Posts Tagged ‘salt marsh grasses’

Tracking Terrapin Hatchlings

Friday, September 5th, 2008

Where do hatchlings go once they flee the nest? Using various methods of inference and observation, we have determined that some hatchlings race to the wrack line for safety, others scramble further into the salt marsh grasses and still others opt to remain upland for at least the first winter of their “hidden” years.

Terrapin Hatchling Track Heads Down Turtle Pass Dune

Let’s follow some clues, some tracks and some hatchlings to test these hypotheses.  The high dune of Turtle Pass seems the place to start as we discover a hatchling track descending from an emergence nest atop the dune and heading seaward.

Tracks Assume Colorful Tints as Sun Dances Behind Clouds

Down we go along the shifting slope that morphs in shape and color as shadows dance through the contours of the dune.

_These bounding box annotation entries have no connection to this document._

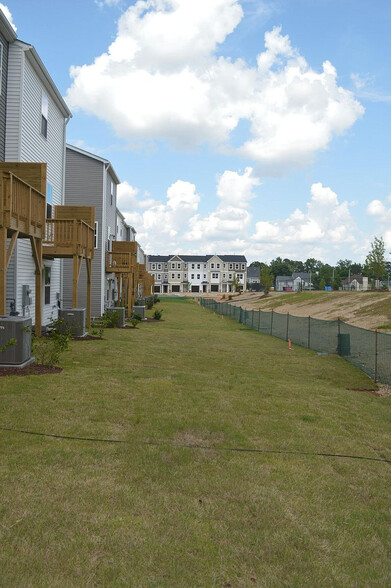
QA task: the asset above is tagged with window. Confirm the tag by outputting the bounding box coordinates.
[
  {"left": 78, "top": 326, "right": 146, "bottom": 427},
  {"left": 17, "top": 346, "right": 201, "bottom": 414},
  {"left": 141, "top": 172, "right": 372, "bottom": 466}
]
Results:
[
  {"left": 41, "top": 92, "right": 49, "bottom": 139},
  {"left": 94, "top": 221, "right": 98, "bottom": 249},
  {"left": 46, "top": 184, "right": 53, "bottom": 218},
  {"left": 44, "top": 265, "right": 52, "bottom": 304}
]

Close-Up with Tail Mark Bisecting Track

Let’s experience the descent as though we were a newborn hatchling on its first ski run down the slopes.

Follow Tracks to Hatchling Buried in Salt Marsh Wrack

So, our first experiment leads to the discovery of a hatchling burrowed into the landward edge of the wrack line, buried under last winter’s deposit of salt hay.

But our day isn’t over as we encounter another set of hatchlings scaling the bearberry covered banks off 5th Avenue and passing through an exquisite clump of sea lavender en route to safety.

Terrapin Hatchling Scrambles to Reach Salt Marsh

These little critters eschew the wrack line, which to them seems like a clear cut jungle of logs, and head directly into the thick matting of Spartina patens in the salt marsh system separating east and west sections of Lieutenant Island.

Landslide!

Wednesday, September 3rd, 2008

You’ve just been born; you discard your eggshell and tunnel to the surface. Now you must make a mad dash for safety. Unlike sea turtles who hatch at night and head for the brightest horizon (hopefully the sea, but all too often a local fast food restaurant), you emerge during the day and head out in a random “drunkard’s walk” without any clear sense of direction, hoping to find vegetative shelter. Momma lays her nest on a steep slope, hoping you’ll take the hint and slide downward into the safety of wrack line and salt marsh grasses. But you choose the “high road,” struggling like a Mount Everest sherpa to climb the soft, sandy, high dune of Turtle Point. And then comes the landslide.